What Is Availability?

Availability is the share of time a system is operational and usable, expressed as a percentage over a defined window. In reliability math it is calculated as Availability = MTBF / (MTBF + MTTR), so it rises when failures are rarer and when recovery is faster.

Availability answers a single question: out of all the time in a period, what fraction was the service actually working? It is usually quoted as a percentage in "nines" (99.9%, 99.99%) and is, for most practical purposes, the same idea as uptime. The terms are often used interchangeably, with one nuance: uptime tends to describe what you observe and measure directly, while availability is the broader reliability concept that the formula below makes precise.

The availability formula

In reliability engineering, availability is derived from two component metrics: how often a system fails and how long it takes to recover each time. The standard formula is:

  • Availability = MTBF / (MTBF + MTTR)
  • MTBF (mean time between failures) is the average time the system runs normally between one failure and the next. Higher is better.
  • MTTR (mean time to recovery) is the average time to restore service once a failure begins. Lower is better.

Worked example: a service that runs 200 hours between failures and takes 1 hour to recover is available 200 / (200 + 1), which is 200 / 201, or about 99.5% of the time. Cut the recovery time in half to 30 minutes and availability climbs to 200 / 200.5, roughly 99.75%. The same headline percentage improves either by failing less often (raising MTBF) or by recovering faster (lowering MTTR), which is why both metrics matter.

What the percentages allow

High availability targets sound nearly perfect but still permit real outage time, and each extra nine cuts the allowance by roughly a factor of ten. 99.9% ("three nines") allows about 43 minutes of downtime per month; 99.95% allows about 22 minutes; and 99.99% ("four nines") allows only about 4.3 minutes per month. Because a single extended outage can exhaust an entire monthly budget at once, recovery speed often matters as much as raw stability. For a full breakdown of what each nine permits, see what 99.9% uptime actually means.

Availability is also the metric most often written into contracts. A Service Level Agreement (SLA) commits a provider to a stated availability target over a defined window and sets out remedies, such as service credits, if it is missed. The figure is only trustworthy when measured the way a visitor actually connects, from outside your own infrastructure, since a server can report itself as healthy while DNS, a CDN, an expired certificate, or a broken checkout makes the site unusable. Continuous external uptime and SLA monitoring records the data needed to track availability over time and prove it against an SLA.

See also: Uptime & SLA monitoring

Frequently asked questions

  • How is availability calculated?

    In reliability math, Availability = MTBF / (MTBF + MTTR). With a mean time between failures of 200 hours and a mean time to recovery of 1 hour, availability is 200 / 201, or about 99.5%. Measured empirically, it is also just (total time minus downtime) divided by total time.

  • What is the difference between availability and uptime?

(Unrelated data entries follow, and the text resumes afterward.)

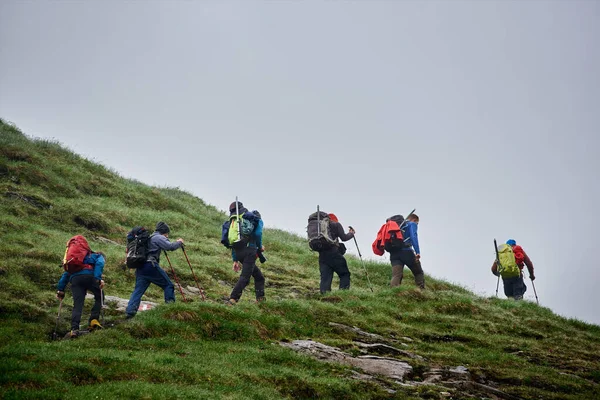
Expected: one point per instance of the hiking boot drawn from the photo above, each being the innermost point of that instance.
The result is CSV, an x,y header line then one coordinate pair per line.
x,y
72,334
231,302
94,324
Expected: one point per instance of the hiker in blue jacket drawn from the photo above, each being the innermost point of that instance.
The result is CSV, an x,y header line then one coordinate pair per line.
x,y
406,254
244,257
151,271
89,278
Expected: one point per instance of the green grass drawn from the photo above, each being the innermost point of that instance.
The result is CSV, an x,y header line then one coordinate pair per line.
x,y
207,350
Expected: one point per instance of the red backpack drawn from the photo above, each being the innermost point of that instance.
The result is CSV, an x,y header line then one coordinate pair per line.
x,y
77,250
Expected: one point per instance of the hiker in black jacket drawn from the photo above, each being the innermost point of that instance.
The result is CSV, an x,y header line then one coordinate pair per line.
x,y
332,260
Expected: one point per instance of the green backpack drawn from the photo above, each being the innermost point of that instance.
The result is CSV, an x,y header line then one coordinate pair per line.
x,y
508,267
246,229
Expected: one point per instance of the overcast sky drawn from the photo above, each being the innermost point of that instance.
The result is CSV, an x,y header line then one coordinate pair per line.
x,y
484,116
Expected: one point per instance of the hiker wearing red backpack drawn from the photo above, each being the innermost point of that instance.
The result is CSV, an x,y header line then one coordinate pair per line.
x,y
151,271
513,259
399,238
83,269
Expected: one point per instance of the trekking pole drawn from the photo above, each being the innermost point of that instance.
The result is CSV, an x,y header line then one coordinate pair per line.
x,y
57,318
175,275
102,305
534,292
362,261
190,264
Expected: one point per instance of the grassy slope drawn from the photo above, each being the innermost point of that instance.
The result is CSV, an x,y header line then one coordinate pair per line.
x,y
207,350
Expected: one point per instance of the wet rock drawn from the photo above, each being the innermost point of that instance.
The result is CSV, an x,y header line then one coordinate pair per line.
x,y
371,365
381,348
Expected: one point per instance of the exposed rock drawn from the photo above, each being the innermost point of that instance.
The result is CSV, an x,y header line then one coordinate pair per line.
x,y
357,331
381,348
121,304
369,364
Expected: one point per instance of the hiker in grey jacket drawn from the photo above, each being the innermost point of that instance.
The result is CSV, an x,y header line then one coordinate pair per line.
x,y
332,260
151,271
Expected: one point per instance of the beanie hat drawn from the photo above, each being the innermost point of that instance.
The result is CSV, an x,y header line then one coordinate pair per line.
x,y
232,206
162,228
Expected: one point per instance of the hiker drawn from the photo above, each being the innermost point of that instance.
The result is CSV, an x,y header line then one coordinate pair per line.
x,y
151,271
244,238
83,274
399,238
512,260
331,251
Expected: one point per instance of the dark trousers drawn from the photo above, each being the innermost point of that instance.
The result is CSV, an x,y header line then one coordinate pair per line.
x,y
144,276
247,256
331,261
80,284
514,287
401,258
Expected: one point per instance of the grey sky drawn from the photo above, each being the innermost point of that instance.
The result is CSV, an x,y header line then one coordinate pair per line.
x,y
482,115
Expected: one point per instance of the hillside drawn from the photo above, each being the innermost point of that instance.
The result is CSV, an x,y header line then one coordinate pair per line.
x,y
452,343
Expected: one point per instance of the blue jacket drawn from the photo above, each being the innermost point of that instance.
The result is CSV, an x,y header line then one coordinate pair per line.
x,y
255,239
158,243
409,230
95,260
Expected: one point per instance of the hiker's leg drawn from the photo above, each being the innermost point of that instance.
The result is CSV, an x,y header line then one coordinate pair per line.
x,y
259,282
340,266
519,288
326,273
397,272
78,289
94,287
162,280
415,266
248,265
508,287
141,285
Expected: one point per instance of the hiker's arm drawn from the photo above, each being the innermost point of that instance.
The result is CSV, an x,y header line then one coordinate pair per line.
x,y
164,244
63,281
495,268
529,265
414,237
258,234
340,232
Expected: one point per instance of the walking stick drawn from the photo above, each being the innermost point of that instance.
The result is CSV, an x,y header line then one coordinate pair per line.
x,y
361,260
498,265
175,276
190,264
57,318
534,292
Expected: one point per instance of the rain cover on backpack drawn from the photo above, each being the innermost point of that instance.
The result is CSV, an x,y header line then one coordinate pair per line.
x,y
138,242
247,225
508,267
319,233
77,250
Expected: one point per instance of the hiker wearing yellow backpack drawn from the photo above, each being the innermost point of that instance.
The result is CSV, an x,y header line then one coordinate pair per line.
x,y
83,269
509,263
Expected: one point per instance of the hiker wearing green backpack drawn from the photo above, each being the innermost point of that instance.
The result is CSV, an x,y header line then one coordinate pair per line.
x,y
509,263
242,233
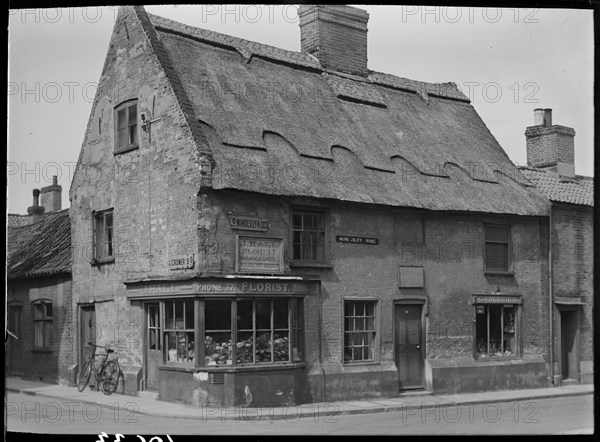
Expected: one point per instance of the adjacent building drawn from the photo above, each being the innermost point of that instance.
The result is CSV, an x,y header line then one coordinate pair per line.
x,y
39,301
551,167
253,225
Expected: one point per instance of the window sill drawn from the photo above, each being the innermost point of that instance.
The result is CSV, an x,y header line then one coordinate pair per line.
x,y
97,262
315,264
232,369
125,150
499,272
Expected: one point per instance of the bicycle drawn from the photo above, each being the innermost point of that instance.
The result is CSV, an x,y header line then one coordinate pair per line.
x,y
107,374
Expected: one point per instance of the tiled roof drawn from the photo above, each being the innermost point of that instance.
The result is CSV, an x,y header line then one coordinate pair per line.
x,y
277,122
40,249
576,190
15,220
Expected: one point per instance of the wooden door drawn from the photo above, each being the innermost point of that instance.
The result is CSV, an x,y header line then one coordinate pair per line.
x,y
408,345
154,356
15,346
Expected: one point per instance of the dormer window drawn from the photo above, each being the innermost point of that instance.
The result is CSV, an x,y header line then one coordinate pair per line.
x,y
126,126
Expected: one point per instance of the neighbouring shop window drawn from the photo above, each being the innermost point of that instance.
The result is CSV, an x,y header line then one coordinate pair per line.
x,y
497,250
239,331
42,323
126,127
359,331
103,235
496,330
308,235
179,331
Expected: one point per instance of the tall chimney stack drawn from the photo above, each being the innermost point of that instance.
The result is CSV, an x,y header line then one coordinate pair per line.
x,y
336,35
52,196
550,146
36,211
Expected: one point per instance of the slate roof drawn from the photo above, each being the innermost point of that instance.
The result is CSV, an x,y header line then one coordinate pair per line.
x,y
576,190
40,249
276,122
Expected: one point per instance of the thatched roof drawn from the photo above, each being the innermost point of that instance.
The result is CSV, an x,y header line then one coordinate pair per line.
x,y
40,249
576,190
278,123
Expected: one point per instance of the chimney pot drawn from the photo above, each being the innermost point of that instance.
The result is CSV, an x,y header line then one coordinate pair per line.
x,y
538,117
547,117
336,35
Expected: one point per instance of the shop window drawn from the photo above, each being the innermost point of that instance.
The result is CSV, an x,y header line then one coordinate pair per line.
x,y
497,249
126,127
179,331
42,324
103,236
495,331
359,331
308,235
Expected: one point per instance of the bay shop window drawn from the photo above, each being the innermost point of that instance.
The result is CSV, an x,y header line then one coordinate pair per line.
x,y
232,331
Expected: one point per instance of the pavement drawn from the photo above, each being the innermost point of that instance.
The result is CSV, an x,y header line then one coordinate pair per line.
x,y
147,403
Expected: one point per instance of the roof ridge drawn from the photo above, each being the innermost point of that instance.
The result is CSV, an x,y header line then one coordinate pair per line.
x,y
446,89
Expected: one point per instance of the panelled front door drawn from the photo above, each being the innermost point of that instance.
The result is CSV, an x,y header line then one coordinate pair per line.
x,y
15,347
153,346
87,331
408,346
569,338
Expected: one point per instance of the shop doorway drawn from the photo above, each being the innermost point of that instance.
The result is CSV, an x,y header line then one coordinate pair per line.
x,y
153,346
87,331
15,346
569,343
408,345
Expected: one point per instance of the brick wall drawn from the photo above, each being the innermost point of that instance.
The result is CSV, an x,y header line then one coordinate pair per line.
x,y
152,189
573,259
51,364
547,145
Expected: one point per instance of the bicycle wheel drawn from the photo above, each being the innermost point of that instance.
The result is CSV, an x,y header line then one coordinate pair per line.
x,y
84,376
110,377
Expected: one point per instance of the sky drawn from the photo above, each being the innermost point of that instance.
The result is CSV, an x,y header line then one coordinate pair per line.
x,y
507,61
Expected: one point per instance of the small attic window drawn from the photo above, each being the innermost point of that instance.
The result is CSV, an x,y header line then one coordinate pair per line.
x,y
126,127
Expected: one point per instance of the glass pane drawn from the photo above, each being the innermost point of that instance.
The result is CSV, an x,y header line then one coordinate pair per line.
x,y
280,313
132,114
189,314
281,346
170,322
244,314
263,313
244,348
263,346
217,348
179,315
121,117
217,315
496,233
297,221
496,256
132,135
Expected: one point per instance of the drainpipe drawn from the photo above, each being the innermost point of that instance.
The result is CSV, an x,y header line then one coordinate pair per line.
x,y
550,298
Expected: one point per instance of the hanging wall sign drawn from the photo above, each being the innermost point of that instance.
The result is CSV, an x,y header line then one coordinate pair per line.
x,y
357,240
249,223
259,255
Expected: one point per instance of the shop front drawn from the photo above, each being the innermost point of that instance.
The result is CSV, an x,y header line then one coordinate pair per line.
x,y
227,340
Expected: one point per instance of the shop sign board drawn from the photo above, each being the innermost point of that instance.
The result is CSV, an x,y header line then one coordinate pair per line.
x,y
259,255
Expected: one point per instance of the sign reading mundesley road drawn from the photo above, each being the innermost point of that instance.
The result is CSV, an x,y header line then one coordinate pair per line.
x,y
259,255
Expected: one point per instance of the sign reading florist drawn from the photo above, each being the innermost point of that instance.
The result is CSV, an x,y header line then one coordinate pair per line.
x,y
259,255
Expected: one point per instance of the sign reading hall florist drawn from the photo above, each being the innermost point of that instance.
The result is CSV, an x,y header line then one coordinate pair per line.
x,y
259,255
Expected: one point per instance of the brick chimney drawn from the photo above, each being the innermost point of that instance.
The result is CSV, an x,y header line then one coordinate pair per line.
x,y
52,196
550,146
36,212
336,35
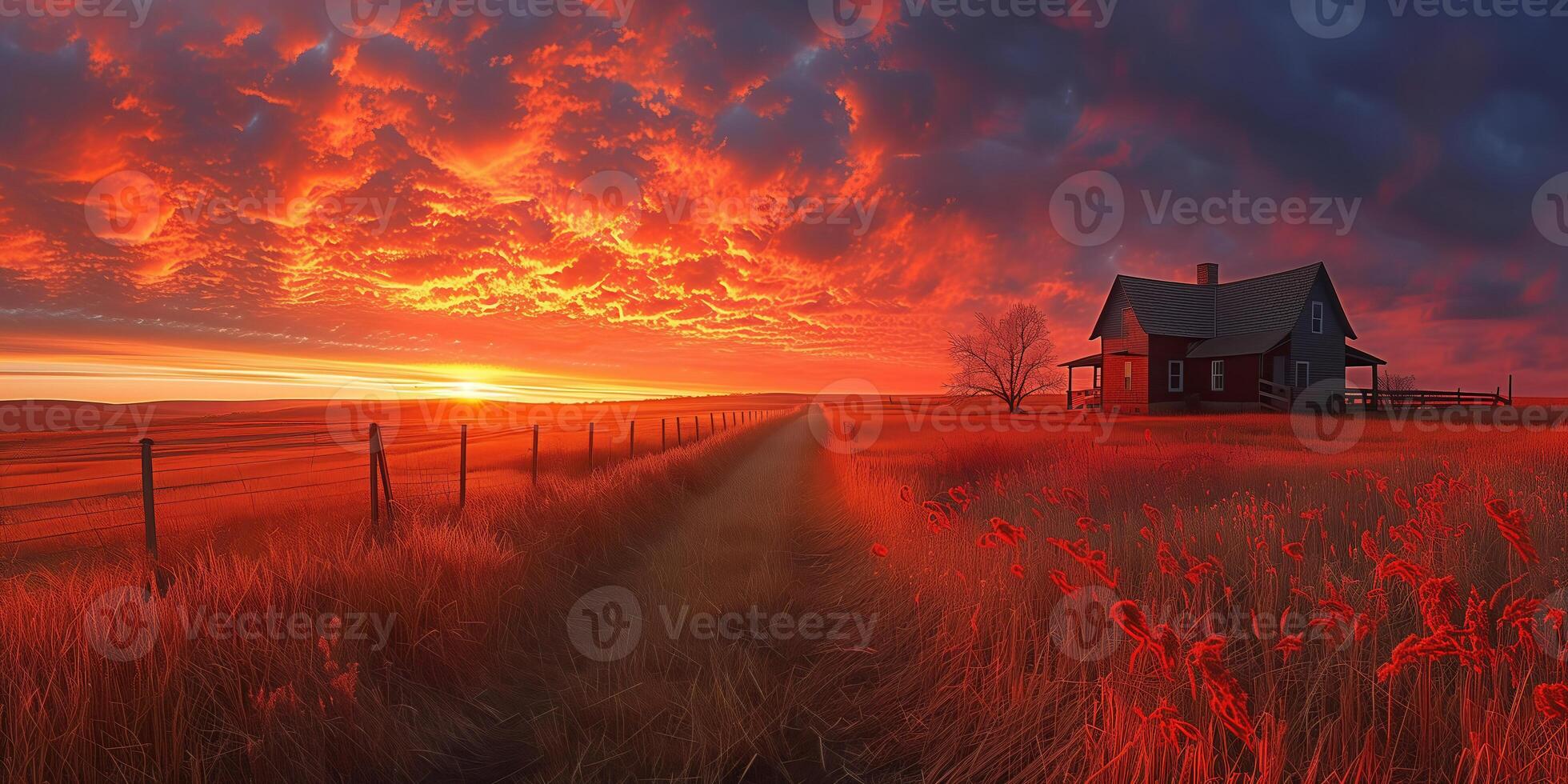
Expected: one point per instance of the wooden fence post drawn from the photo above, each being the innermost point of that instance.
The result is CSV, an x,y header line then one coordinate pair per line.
x,y
150,518
375,475
386,472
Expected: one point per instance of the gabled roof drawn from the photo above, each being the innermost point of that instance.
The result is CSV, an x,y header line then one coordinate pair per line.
x,y
1239,346
1256,305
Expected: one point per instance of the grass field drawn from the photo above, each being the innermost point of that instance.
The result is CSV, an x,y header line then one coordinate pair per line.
x,y
1018,598
1202,598
222,470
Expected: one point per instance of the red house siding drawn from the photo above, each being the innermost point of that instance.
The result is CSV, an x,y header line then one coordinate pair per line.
x,y
1164,350
1241,378
1126,344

    The terms are usually treated as the same thing: both describe the share of time a service is usable. The slight distinction is that uptime is typically the measured percentage you observe, while availability is the broader reliability concept defined by MTBF / (MTBF + MTTR), which produces the same figure over a long enough window.

  • How much downtime does 99.9% availability allow?

    About 43 minutes per month, or roughly 8.8 hours per year. Each additional nine reduces the allowance by about ten times: 99.99% permits only around 4.3 minutes per month, and 99.95% sits in between at about 22 minutes.

  • How do MTBF and MTTR affect availability?

    Availability rises when failures are less frequent (higher MTBF) and when recovery is faster (lower MTTR). Because the two combine in Availability = MTBF / (MTBF + MTTR), halving recovery time lifts the same headline percentage that failing less often would, so improving either metric improves availability.